Microsoft has launched a preview of Florence, a computer vision model that was first introduced two years ago. Florence is capable of understanding both images and language, making it a “unified” and “multimodal” system. The model is trained on billions of image-text pairs, making it incredibly versatile, with capabilities ranging from automatic captioning, background removal, and video summarization to image retrieval. Florence is being used across Microsoft’s own platforms, products, and services, with LinkedIn, Microsoft Teams, PowerPoint, Outlook, and Word all leveraging the model’s image captioning abilities.

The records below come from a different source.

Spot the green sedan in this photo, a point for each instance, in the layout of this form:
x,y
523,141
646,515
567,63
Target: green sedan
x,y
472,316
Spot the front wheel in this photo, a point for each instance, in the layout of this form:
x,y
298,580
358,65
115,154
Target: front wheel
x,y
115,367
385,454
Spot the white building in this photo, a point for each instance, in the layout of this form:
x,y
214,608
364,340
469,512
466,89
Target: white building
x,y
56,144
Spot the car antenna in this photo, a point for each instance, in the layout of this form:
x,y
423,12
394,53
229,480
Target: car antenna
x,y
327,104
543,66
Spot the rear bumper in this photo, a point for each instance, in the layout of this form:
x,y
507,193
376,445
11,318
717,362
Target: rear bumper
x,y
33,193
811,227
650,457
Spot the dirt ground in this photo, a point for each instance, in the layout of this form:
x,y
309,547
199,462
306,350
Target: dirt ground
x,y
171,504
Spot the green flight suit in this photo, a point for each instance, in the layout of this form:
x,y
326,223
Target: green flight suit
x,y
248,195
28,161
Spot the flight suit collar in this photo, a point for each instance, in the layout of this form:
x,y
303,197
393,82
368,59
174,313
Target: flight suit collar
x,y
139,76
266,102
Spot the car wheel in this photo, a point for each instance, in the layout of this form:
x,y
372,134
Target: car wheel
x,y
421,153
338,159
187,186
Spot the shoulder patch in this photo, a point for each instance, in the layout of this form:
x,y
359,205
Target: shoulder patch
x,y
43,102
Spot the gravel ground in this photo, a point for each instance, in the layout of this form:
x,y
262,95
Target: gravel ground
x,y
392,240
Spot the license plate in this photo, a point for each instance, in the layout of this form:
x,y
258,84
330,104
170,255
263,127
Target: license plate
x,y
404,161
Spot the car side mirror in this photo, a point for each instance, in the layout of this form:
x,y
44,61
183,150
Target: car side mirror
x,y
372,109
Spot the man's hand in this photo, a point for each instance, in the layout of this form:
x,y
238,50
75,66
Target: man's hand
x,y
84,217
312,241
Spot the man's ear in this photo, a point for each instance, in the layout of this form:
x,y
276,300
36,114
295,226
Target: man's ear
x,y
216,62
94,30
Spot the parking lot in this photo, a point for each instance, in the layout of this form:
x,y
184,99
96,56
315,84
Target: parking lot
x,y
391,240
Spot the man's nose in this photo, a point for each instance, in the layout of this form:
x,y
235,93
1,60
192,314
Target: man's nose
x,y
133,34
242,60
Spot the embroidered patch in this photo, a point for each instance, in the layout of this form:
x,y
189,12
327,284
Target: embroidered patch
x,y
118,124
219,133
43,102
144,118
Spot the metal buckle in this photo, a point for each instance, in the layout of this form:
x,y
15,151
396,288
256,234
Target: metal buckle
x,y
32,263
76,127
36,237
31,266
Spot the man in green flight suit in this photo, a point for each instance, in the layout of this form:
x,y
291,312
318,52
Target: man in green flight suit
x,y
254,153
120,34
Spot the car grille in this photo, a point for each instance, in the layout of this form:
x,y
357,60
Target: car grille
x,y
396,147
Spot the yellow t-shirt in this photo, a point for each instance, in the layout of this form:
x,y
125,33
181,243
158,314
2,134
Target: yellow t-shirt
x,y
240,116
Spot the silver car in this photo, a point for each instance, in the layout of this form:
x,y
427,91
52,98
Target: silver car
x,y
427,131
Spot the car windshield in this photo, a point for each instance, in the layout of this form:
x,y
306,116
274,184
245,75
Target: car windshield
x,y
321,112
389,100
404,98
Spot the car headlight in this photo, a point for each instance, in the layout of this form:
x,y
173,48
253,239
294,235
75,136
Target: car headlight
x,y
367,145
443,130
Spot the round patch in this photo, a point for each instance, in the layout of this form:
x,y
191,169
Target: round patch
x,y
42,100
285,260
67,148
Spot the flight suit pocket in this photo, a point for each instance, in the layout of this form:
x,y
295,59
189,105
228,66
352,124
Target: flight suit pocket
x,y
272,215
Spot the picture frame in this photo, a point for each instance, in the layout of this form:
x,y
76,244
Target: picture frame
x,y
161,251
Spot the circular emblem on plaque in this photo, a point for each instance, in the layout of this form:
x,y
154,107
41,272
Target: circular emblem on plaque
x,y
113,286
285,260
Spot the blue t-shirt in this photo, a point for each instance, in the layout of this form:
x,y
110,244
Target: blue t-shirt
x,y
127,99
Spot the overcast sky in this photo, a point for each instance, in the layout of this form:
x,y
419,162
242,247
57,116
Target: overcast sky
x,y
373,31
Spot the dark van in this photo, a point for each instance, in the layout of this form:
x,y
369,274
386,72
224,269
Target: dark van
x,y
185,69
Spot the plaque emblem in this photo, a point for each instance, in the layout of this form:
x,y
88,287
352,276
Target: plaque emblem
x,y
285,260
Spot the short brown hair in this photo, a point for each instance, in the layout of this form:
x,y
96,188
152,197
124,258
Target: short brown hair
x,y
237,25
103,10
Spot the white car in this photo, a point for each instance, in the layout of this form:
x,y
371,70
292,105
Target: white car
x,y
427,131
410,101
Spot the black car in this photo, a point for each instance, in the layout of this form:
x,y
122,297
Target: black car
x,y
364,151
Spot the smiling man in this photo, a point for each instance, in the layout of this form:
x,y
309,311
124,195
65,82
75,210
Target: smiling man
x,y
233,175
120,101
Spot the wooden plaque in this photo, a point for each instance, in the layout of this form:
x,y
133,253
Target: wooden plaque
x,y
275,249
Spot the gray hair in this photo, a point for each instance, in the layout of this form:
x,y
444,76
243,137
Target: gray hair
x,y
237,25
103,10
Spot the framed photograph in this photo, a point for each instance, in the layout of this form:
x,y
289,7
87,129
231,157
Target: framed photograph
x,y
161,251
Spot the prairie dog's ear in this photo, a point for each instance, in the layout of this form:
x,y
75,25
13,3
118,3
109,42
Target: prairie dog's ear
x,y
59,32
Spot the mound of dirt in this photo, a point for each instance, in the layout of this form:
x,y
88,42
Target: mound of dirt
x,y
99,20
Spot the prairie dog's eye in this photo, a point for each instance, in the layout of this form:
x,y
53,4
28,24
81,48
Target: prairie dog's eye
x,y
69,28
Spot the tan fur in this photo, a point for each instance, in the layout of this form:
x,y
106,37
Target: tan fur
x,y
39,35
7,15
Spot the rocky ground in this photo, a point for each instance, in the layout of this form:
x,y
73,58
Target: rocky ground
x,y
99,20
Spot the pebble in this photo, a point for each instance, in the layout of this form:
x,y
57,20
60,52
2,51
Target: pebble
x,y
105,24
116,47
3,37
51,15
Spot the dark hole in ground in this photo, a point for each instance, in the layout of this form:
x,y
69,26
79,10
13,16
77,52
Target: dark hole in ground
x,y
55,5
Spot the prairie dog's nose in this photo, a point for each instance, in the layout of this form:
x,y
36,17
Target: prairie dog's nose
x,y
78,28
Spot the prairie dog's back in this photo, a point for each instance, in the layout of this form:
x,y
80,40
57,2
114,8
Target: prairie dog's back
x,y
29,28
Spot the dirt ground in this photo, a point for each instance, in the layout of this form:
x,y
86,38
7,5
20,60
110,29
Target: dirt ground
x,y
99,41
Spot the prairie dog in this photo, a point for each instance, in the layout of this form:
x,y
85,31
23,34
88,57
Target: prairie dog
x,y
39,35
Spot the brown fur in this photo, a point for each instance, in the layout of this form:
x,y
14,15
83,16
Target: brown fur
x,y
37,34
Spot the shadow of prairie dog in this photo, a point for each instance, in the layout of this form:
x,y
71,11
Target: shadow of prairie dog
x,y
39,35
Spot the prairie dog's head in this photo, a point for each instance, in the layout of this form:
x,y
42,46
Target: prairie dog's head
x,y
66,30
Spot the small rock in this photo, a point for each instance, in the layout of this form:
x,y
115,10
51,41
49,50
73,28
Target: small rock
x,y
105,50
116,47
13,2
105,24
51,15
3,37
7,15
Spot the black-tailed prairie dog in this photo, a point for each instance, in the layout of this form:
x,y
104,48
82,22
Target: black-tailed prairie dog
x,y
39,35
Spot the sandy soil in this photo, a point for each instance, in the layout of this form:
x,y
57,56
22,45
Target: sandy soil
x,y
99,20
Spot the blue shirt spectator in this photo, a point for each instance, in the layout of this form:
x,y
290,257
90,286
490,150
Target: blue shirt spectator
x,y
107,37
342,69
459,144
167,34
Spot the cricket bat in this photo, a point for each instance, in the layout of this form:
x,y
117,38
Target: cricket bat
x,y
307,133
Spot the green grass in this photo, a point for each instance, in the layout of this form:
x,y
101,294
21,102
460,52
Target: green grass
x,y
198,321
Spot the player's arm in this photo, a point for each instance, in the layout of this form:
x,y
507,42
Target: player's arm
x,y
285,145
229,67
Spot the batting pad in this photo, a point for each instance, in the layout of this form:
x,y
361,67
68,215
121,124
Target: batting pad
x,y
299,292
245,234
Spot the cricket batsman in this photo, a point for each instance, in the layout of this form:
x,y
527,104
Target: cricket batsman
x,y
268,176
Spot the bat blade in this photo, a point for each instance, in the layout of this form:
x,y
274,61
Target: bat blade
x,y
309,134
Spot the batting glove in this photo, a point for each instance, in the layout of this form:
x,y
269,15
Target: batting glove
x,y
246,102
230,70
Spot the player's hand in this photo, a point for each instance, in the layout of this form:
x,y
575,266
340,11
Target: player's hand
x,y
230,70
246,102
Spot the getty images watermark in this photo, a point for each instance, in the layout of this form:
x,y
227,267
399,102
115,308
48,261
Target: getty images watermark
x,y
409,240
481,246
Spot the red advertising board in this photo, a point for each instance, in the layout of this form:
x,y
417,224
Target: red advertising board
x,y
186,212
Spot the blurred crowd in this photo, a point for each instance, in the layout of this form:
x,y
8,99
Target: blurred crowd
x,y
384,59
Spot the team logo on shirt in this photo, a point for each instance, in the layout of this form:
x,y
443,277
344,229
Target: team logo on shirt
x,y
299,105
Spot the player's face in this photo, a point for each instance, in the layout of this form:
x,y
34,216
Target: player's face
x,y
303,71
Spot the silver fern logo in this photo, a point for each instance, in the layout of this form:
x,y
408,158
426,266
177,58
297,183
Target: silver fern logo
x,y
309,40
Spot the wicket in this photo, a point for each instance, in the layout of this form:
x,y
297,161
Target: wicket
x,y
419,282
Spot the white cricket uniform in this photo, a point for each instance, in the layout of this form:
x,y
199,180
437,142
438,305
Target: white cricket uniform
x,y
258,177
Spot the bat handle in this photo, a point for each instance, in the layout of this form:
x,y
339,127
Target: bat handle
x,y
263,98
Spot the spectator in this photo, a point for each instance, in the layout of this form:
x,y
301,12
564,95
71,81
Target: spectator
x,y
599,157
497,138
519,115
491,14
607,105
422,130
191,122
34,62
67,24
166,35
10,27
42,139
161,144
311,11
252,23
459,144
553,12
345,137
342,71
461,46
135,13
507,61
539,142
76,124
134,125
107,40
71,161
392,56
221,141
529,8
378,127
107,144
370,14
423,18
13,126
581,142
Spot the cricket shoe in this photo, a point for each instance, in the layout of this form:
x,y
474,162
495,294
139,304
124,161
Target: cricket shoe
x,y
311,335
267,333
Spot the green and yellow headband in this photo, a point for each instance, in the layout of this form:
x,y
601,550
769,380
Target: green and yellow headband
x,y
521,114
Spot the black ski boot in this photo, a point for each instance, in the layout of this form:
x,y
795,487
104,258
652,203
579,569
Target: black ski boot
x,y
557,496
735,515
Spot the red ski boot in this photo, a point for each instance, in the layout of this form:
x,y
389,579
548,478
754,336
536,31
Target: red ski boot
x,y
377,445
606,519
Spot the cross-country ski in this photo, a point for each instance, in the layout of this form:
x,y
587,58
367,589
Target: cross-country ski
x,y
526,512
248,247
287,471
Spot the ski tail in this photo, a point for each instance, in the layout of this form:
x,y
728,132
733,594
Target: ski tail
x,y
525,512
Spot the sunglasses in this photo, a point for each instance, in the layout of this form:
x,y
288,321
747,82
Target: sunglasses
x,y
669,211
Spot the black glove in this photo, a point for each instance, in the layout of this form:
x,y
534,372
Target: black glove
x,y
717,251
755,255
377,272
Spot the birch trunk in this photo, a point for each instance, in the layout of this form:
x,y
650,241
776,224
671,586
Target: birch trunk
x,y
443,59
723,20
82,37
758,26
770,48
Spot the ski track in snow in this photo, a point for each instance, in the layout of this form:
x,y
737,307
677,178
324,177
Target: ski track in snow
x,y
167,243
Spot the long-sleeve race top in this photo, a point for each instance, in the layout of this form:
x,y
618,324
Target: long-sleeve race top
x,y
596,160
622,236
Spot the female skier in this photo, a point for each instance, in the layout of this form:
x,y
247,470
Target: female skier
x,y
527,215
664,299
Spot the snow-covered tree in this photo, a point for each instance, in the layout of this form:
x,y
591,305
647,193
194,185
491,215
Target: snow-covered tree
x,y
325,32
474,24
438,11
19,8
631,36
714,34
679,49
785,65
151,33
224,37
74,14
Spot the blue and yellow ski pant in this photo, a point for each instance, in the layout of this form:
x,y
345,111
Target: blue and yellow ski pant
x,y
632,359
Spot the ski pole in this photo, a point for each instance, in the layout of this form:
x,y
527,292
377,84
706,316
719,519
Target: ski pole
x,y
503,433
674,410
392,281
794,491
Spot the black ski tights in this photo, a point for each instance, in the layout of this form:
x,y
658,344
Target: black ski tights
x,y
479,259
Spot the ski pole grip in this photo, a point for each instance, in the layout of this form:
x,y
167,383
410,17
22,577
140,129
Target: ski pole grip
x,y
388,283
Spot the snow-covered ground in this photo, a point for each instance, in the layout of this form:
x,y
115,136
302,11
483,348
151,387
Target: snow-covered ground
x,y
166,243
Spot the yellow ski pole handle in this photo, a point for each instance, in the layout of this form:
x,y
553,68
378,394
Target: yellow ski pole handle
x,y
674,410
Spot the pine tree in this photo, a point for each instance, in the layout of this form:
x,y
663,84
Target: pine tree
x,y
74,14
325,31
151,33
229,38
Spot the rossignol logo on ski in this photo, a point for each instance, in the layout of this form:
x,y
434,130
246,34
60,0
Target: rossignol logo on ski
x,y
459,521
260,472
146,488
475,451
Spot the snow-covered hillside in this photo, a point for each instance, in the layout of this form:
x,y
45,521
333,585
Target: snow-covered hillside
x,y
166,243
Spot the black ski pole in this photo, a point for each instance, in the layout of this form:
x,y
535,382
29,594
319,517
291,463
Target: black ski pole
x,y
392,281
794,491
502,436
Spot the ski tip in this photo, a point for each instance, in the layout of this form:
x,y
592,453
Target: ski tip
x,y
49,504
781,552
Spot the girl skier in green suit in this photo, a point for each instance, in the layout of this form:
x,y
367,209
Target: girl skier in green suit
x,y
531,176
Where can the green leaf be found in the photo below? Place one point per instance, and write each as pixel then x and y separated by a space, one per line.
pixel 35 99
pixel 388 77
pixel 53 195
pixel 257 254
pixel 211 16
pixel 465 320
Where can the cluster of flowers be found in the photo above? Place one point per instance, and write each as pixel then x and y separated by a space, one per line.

Reddit is also using Florence to generate captions for images on its platform, creating “alt text” so that users with vision challenges can better follow along in threads. Florence’s ability to generate up to 10,000 tags per image will give Reddit much more control over how many objects in a picture they can identify, and help generate much better captions. Florence is expected to be used by customers for a range of applications in the future, such as detecting defects in manufacturing and enabling self-checkout in retail stores.
Multimodal models are increasingly seen as the best path forward for more capable AI systems. These models are capable of understanding multiple modalities, such as language and images, or videos and audio. Multimodal models tend to perform better than unimodal models, thanks to the contextual information from the additional modalities. They are also more efficient from a computational standpoint, leading to speedups in processing and cost reductions on the backend. Microsoft’s Florence is a complete re-thinking of vision models, and once there is easy and high-quality translation between images and text, a world of possibilities opens up.